In general I bake a loaf of bread each weekend. Last weekend I began my challenge with Anadama bread, which is a (deceivingly) simple sandwich loaf defined by its inclusion of cornmeal and molasses. Unfortunately mine was a bit of a flop. There were a few issues, ultimately causing it to be too tough and a little bland.
One: Peter Reinhart urges me to use instant yeast rather than active dry yeast. I really dig active dry yeast, but I thought I'd give instant a chance. Instant yeast comes in smaller granules and can be mixed directly into the dry ingredients. You use less of it than you would active dry, and it takes a bit longer to fully activate. The longer activation time, combined with the low temperature of my apartment caused the dough to rise extremely slowly. So slowly (four hours) that I figured it had finished rising. It hadn't!
Two: I paused my cooking to go ice skating and refrigerated the dough after the first rise. When I removed my dough from the fridge, it had formed this dry, crusty shell on the outside. I sprayed it with water and cut a slit in the top, but it was still pretty stiff.
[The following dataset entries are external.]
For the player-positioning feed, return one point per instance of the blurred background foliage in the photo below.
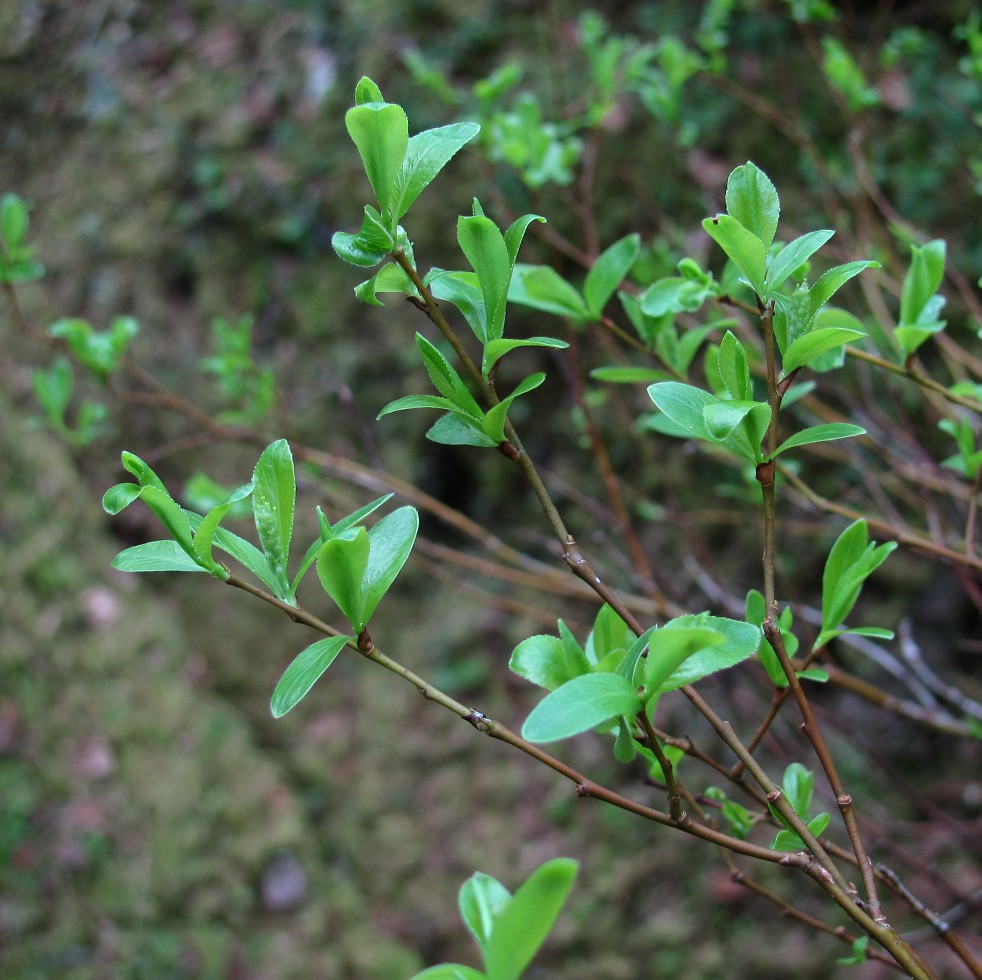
(187, 164)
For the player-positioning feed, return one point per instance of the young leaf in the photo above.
(741, 641)
(819, 433)
(494, 420)
(369, 247)
(391, 541)
(205, 533)
(544, 660)
(794, 255)
(244, 552)
(851, 561)
(580, 705)
(367, 91)
(13, 221)
(408, 402)
(381, 133)
(391, 278)
(427, 153)
(669, 647)
(494, 350)
(734, 371)
(484, 245)
(540, 287)
(684, 405)
(445, 378)
(341, 564)
(273, 504)
(814, 344)
(481, 900)
(627, 375)
(798, 784)
(463, 290)
(922, 281)
(752, 200)
(356, 517)
(456, 429)
(522, 926)
(156, 556)
(304, 672)
(829, 283)
(744, 249)
(450, 971)
(607, 273)
(673, 294)
(738, 425)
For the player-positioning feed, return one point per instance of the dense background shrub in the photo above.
(187, 164)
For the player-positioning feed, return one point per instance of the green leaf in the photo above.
(381, 133)
(427, 153)
(752, 200)
(922, 281)
(244, 552)
(673, 294)
(455, 429)
(356, 517)
(814, 344)
(463, 290)
(794, 255)
(450, 971)
(156, 556)
(205, 533)
(628, 666)
(341, 564)
(744, 249)
(367, 91)
(13, 221)
(547, 661)
(819, 433)
(369, 247)
(684, 405)
(99, 351)
(408, 402)
(851, 561)
(170, 514)
(669, 646)
(734, 371)
(494, 420)
(304, 672)
(741, 641)
(739, 425)
(273, 504)
(609, 271)
(829, 283)
(53, 389)
(627, 375)
(540, 287)
(391, 278)
(481, 900)
(579, 705)
(445, 378)
(494, 350)
(858, 953)
(484, 245)
(798, 784)
(329, 531)
(516, 234)
(391, 541)
(522, 926)
(610, 636)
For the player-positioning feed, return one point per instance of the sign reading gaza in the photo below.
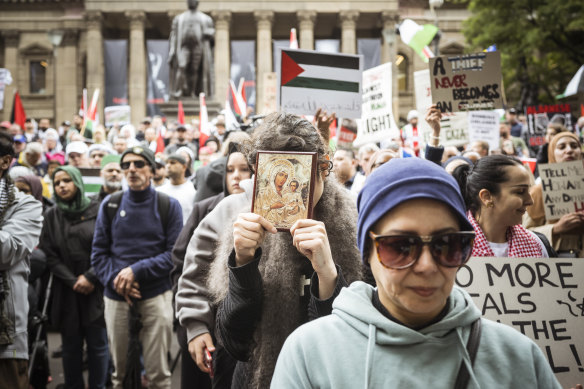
(467, 82)
(541, 298)
(563, 188)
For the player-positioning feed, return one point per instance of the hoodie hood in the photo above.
(354, 307)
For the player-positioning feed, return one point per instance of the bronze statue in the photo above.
(190, 55)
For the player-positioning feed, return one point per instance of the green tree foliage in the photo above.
(541, 44)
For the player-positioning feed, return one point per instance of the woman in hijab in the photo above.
(77, 308)
(415, 329)
(566, 234)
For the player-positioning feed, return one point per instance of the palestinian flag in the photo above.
(310, 80)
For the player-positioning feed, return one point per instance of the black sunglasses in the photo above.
(452, 249)
(138, 164)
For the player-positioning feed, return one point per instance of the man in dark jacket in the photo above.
(131, 257)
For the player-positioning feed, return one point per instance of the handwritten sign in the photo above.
(377, 121)
(467, 82)
(484, 125)
(539, 116)
(308, 80)
(541, 298)
(563, 188)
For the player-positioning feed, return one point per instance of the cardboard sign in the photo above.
(469, 82)
(541, 298)
(484, 125)
(308, 80)
(117, 114)
(539, 116)
(377, 121)
(563, 188)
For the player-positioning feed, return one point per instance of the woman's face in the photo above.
(510, 204)
(567, 149)
(417, 294)
(280, 179)
(237, 170)
(23, 187)
(65, 188)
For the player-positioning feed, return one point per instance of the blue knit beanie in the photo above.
(400, 180)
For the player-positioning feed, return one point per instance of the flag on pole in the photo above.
(89, 120)
(204, 132)
(181, 113)
(293, 39)
(418, 37)
(18, 114)
(238, 101)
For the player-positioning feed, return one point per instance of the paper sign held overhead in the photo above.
(377, 121)
(308, 80)
(467, 82)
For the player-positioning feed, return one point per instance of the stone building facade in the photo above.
(51, 78)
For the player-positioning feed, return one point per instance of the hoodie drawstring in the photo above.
(369, 356)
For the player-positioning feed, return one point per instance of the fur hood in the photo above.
(281, 267)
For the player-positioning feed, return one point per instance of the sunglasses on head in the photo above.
(137, 164)
(451, 249)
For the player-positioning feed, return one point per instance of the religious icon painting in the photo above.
(284, 187)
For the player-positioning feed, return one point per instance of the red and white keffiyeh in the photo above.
(522, 243)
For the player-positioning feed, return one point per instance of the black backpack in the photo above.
(163, 202)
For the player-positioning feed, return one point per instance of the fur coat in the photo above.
(281, 268)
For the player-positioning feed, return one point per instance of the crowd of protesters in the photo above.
(166, 241)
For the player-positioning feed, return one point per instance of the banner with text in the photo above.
(563, 188)
(308, 80)
(484, 125)
(116, 71)
(377, 121)
(158, 71)
(469, 82)
(539, 116)
(541, 298)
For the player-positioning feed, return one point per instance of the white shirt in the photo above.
(184, 193)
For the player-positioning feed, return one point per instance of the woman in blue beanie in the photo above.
(416, 329)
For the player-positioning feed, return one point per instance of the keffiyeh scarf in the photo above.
(522, 243)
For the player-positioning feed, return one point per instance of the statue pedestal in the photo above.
(191, 107)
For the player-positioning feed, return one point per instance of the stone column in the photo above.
(264, 21)
(348, 31)
(66, 95)
(137, 70)
(389, 19)
(95, 61)
(11, 39)
(222, 53)
(306, 21)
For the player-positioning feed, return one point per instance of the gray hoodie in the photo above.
(358, 347)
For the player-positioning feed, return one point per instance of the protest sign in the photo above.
(539, 116)
(541, 298)
(377, 121)
(563, 188)
(308, 80)
(117, 114)
(484, 125)
(468, 82)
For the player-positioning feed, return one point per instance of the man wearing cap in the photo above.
(111, 172)
(179, 187)
(96, 153)
(182, 140)
(76, 154)
(131, 257)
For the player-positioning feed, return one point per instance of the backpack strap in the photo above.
(472, 347)
(163, 203)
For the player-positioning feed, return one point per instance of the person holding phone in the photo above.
(415, 328)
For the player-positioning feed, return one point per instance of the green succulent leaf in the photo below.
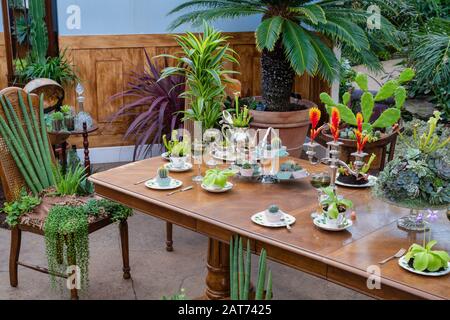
(421, 261)
(407, 75)
(388, 118)
(400, 97)
(387, 90)
(347, 114)
(367, 105)
(362, 82)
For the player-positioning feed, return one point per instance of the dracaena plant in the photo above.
(153, 104)
(294, 37)
(388, 118)
(202, 61)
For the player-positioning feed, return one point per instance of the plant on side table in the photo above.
(295, 38)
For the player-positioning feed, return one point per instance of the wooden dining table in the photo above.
(348, 258)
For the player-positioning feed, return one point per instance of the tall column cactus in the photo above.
(39, 32)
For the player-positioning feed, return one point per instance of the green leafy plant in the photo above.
(178, 296)
(24, 204)
(425, 259)
(293, 38)
(181, 149)
(67, 242)
(28, 143)
(388, 118)
(67, 235)
(57, 116)
(217, 177)
(420, 176)
(68, 183)
(240, 273)
(67, 110)
(203, 64)
(174, 143)
(241, 118)
(333, 205)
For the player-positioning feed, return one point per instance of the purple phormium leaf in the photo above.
(159, 101)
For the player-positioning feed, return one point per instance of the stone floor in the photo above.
(155, 272)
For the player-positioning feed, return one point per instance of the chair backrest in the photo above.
(12, 180)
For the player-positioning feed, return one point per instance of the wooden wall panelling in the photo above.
(104, 64)
(3, 63)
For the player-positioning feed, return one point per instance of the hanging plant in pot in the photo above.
(294, 38)
(378, 131)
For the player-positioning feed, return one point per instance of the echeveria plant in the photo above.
(217, 177)
(422, 258)
(334, 203)
(388, 118)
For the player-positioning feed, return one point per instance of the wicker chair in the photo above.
(13, 182)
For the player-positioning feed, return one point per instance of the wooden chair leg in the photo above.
(123, 227)
(169, 239)
(16, 239)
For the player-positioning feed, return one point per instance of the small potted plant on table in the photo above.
(69, 117)
(334, 208)
(57, 121)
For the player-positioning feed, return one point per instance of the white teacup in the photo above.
(273, 217)
(178, 162)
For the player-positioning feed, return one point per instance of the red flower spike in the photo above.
(314, 117)
(335, 121)
(359, 121)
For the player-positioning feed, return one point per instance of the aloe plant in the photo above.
(240, 273)
(389, 117)
(28, 143)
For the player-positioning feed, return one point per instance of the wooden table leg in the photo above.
(218, 265)
(169, 238)
(87, 161)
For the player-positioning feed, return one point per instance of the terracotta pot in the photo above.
(293, 126)
(379, 148)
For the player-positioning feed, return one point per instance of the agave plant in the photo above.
(155, 107)
(293, 37)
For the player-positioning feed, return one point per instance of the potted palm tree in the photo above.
(294, 38)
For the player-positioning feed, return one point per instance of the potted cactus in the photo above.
(379, 130)
(162, 177)
(57, 121)
(69, 117)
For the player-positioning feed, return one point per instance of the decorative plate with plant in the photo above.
(420, 176)
(333, 205)
(421, 258)
(216, 178)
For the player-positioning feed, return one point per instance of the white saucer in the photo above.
(174, 184)
(212, 189)
(260, 218)
(404, 264)
(187, 166)
(319, 222)
(372, 181)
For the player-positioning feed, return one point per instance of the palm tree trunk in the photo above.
(277, 79)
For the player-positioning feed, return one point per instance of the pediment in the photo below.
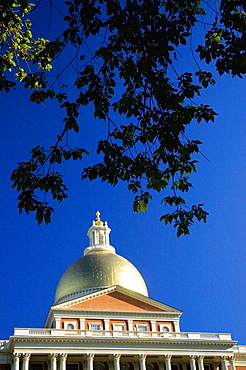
(116, 299)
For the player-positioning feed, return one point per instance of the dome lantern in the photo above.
(99, 236)
(99, 268)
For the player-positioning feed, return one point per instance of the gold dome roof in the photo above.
(99, 268)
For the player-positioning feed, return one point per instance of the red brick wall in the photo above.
(63, 320)
(164, 323)
(123, 322)
(87, 321)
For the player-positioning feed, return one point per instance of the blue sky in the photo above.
(202, 274)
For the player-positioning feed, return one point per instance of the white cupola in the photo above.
(99, 236)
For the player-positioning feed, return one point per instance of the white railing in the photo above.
(112, 333)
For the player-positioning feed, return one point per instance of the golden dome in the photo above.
(99, 268)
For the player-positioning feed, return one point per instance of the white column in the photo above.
(53, 357)
(153, 325)
(90, 357)
(136, 364)
(63, 359)
(58, 323)
(117, 361)
(232, 364)
(130, 327)
(142, 363)
(176, 326)
(216, 366)
(110, 363)
(184, 364)
(16, 363)
(200, 362)
(161, 363)
(106, 324)
(224, 363)
(168, 362)
(82, 324)
(26, 358)
(192, 362)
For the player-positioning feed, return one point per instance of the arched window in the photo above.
(165, 328)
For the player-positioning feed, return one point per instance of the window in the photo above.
(98, 366)
(141, 327)
(165, 328)
(69, 325)
(118, 327)
(72, 366)
(124, 366)
(149, 366)
(94, 326)
(36, 366)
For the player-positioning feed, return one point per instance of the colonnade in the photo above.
(139, 362)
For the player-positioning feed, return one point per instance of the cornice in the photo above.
(157, 341)
(122, 290)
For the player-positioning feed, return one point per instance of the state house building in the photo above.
(103, 319)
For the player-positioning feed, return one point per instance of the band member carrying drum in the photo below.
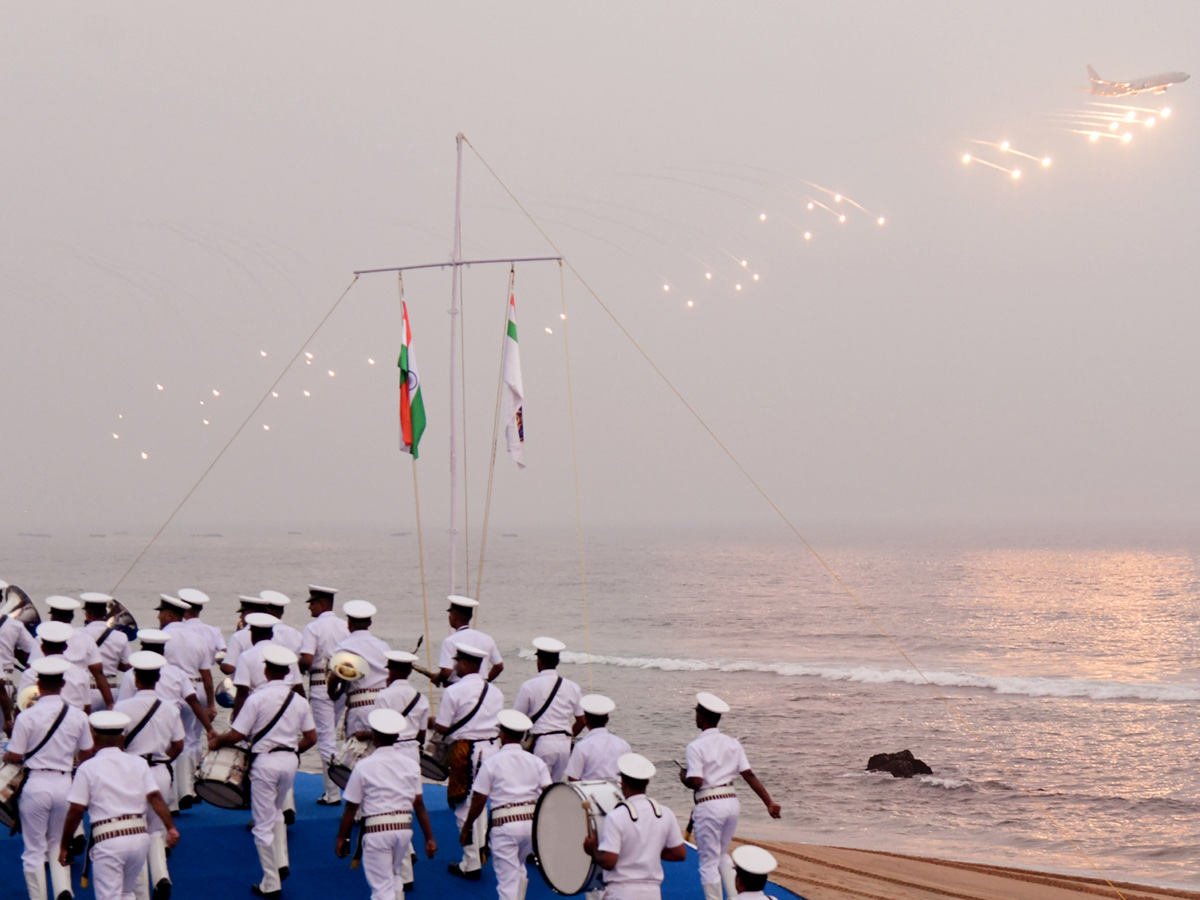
(46, 739)
(156, 735)
(511, 779)
(468, 718)
(714, 760)
(636, 837)
(270, 720)
(385, 789)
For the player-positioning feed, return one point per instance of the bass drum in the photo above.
(567, 813)
(223, 778)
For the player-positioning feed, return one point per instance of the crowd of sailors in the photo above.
(123, 727)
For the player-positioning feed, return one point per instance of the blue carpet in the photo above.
(216, 858)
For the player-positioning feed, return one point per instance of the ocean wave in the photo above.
(1029, 687)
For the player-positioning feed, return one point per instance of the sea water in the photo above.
(1053, 683)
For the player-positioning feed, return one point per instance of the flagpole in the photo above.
(456, 274)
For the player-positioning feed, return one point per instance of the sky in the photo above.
(189, 187)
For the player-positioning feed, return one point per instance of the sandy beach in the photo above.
(838, 874)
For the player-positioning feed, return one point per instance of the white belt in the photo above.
(721, 792)
(118, 827)
(399, 821)
(508, 813)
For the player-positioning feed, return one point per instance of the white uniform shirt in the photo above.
(13, 636)
(595, 756)
(397, 696)
(76, 685)
(387, 781)
(715, 759)
(511, 775)
(251, 672)
(262, 706)
(115, 648)
(321, 636)
(113, 784)
(72, 736)
(562, 712)
(471, 637)
(163, 727)
(460, 699)
(639, 845)
(372, 649)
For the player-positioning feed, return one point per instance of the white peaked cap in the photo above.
(193, 597)
(147, 660)
(279, 655)
(636, 767)
(359, 610)
(466, 649)
(712, 703)
(54, 631)
(52, 665)
(385, 721)
(513, 720)
(109, 720)
(754, 861)
(597, 705)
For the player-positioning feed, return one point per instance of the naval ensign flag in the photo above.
(514, 393)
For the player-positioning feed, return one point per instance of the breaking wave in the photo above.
(1029, 687)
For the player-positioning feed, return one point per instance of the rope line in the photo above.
(232, 438)
(946, 701)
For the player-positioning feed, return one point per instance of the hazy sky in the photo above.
(186, 186)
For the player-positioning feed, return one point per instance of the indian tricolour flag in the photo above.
(412, 407)
(514, 393)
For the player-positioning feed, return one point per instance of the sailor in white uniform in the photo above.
(270, 720)
(45, 739)
(751, 865)
(114, 789)
(460, 612)
(714, 760)
(513, 780)
(318, 641)
(595, 754)
(156, 735)
(636, 838)
(385, 790)
(406, 700)
(112, 643)
(552, 705)
(468, 715)
(360, 695)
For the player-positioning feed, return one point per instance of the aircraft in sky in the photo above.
(1155, 84)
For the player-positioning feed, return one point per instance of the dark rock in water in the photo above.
(903, 765)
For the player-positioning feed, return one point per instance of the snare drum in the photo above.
(348, 755)
(12, 779)
(223, 778)
(567, 813)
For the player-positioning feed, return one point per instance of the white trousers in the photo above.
(510, 846)
(714, 822)
(384, 855)
(270, 779)
(115, 865)
(555, 750)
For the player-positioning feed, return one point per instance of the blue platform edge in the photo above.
(216, 858)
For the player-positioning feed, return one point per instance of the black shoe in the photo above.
(473, 875)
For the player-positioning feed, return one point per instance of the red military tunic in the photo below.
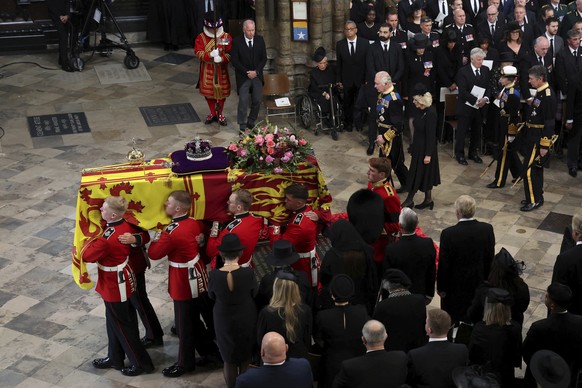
(391, 214)
(302, 233)
(247, 227)
(114, 277)
(178, 242)
(203, 45)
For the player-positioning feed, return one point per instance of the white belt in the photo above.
(193, 273)
(120, 278)
(313, 264)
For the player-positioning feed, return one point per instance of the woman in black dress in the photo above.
(286, 315)
(424, 171)
(235, 315)
(505, 273)
(496, 342)
(350, 255)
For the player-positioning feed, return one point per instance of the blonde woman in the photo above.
(286, 315)
(424, 171)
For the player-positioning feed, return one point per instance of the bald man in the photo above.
(276, 369)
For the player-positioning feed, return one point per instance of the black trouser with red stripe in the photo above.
(123, 335)
(147, 314)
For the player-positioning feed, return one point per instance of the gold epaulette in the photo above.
(545, 141)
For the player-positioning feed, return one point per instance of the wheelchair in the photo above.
(311, 116)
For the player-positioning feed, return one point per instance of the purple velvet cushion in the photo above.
(183, 166)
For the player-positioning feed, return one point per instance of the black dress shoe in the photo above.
(136, 370)
(530, 206)
(176, 370)
(105, 363)
(476, 158)
(461, 160)
(152, 342)
(493, 185)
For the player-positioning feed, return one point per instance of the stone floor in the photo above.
(50, 329)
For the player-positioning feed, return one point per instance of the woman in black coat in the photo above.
(350, 255)
(505, 273)
(424, 171)
(496, 342)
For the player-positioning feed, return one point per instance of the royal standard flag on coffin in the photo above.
(300, 30)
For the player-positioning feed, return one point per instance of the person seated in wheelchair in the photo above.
(319, 80)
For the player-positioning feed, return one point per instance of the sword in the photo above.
(538, 159)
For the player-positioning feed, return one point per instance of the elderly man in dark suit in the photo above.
(248, 56)
(277, 370)
(470, 115)
(59, 13)
(377, 368)
(568, 267)
(351, 68)
(466, 254)
(559, 332)
(402, 313)
(413, 255)
(432, 365)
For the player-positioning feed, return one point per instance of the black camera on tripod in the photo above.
(94, 16)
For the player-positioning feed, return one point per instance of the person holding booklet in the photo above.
(473, 86)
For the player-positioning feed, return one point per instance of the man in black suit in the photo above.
(556, 41)
(432, 365)
(492, 27)
(248, 56)
(351, 67)
(413, 255)
(470, 117)
(574, 125)
(568, 61)
(539, 56)
(466, 34)
(570, 19)
(377, 368)
(526, 25)
(402, 313)
(59, 13)
(559, 332)
(466, 254)
(277, 371)
(568, 267)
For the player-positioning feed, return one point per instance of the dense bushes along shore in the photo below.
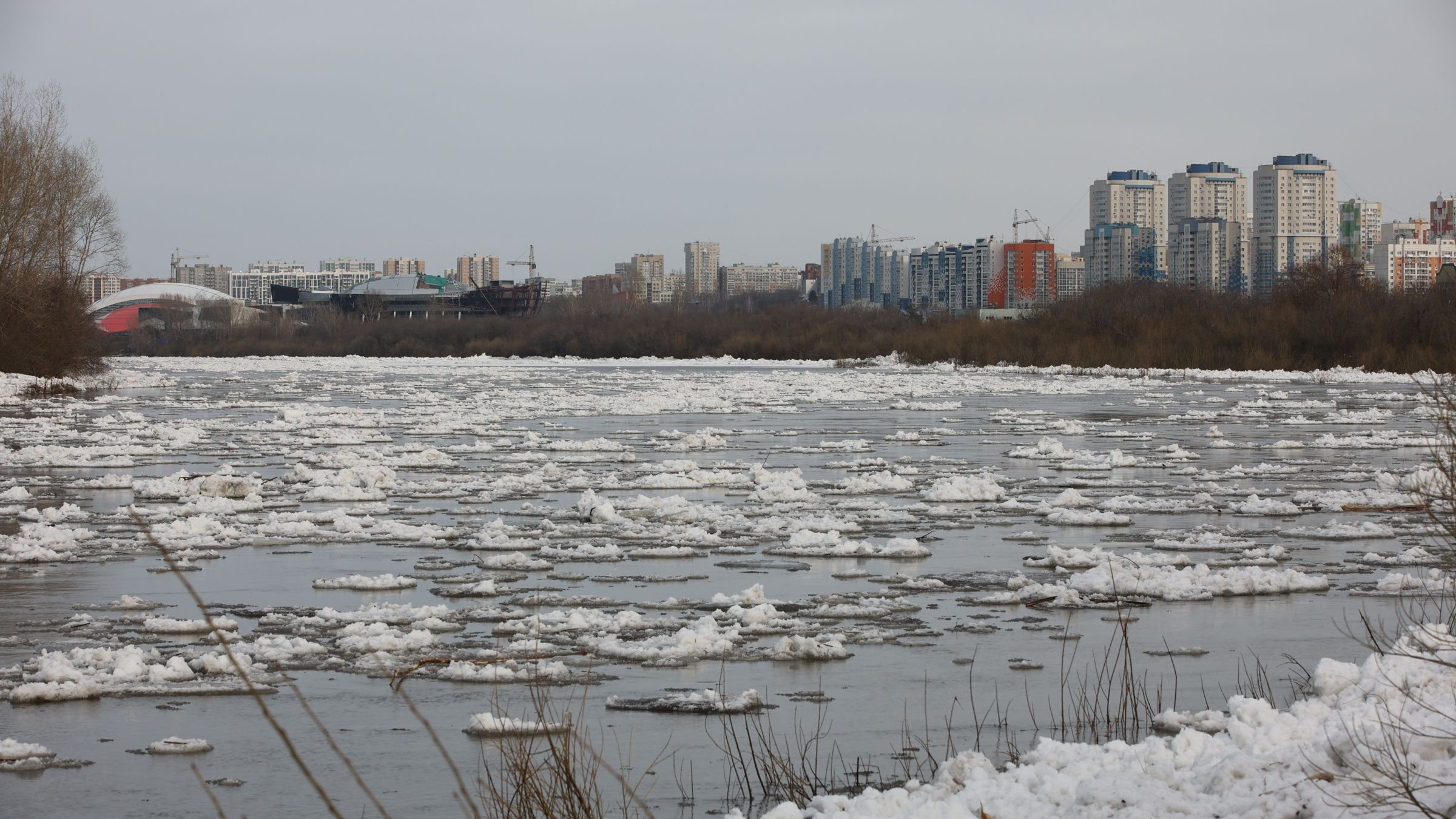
(1312, 324)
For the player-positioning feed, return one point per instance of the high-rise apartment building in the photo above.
(98, 286)
(478, 269)
(737, 279)
(1207, 228)
(1410, 229)
(1409, 266)
(275, 267)
(857, 271)
(1136, 203)
(346, 264)
(1072, 276)
(1360, 228)
(1028, 277)
(956, 277)
(701, 270)
(1296, 216)
(1443, 218)
(405, 266)
(215, 276)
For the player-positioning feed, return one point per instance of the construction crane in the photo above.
(1017, 222)
(530, 263)
(178, 258)
(874, 237)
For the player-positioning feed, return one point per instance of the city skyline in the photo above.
(288, 150)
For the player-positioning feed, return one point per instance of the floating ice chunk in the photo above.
(606, 553)
(516, 560)
(749, 596)
(1119, 579)
(875, 483)
(1087, 559)
(178, 745)
(1078, 517)
(797, 647)
(965, 488)
(490, 725)
(705, 701)
(1336, 531)
(366, 582)
(1071, 499)
(1414, 556)
(365, 637)
(593, 509)
(1254, 505)
(55, 691)
(169, 625)
(1206, 722)
(12, 749)
(780, 487)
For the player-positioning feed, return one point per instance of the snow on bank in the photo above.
(1250, 761)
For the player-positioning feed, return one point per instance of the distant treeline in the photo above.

This might have prevented the loaf from fully expanding.
SO. This weekend (yesterday), I set out to learn from my mistakes and master Artos bread (Greek celebration bread). The recipe required that I make a starter dough with flour, yeast and water. I was supposed to let it sit for 3-4 hours until foamy and bubbly, then refrigerate overnight. Four hours passed and the mixture looked about the same, so I left it a bit longer. Eventually I forgot about it and went to sleep. This morning I discovered it on my kitchen countertop, gooey and deflated. It had the consistency of glue. Too heartbroken to start again, I decided to skip ahead to the only quick bread in BBA: corn bread.
Here is the recipe on another blog.
This corn bread gains my approval for its inclusion of corn kernels and honey. In the original recipe, Reinhart loads the bread with crispy bacon strips and greases the pan with bacon fat. This sounded a little revolting to me and so I left the bacon out. I also swapped the buttermilk for soy milk and the eggs for ground flax sees and water. I forgot to change the soymilk into butter-soy-milk, so I just added a little lemon juice to the dough in the end. I don't know if it actually had an effect. Reinhart also suggests that I mix the polenta and buttermilk first and leave them overnight to develop the flavors. I wanted some instant gratification after ruining my Artos starter dough, so I skipped this step and made everything together in a few hours.
It turned out GREAT, by the way. Very moist, hearty, a little sweet, and crispy on top. It's not an everyday corn bread, the type I would drizzle honey onto or dip into a bowl of chili. This is more a standalone cornbread, similar to my mom's corn casserole. I see it suited very well for holiday-style potlucks or alongside some veggies for lunch.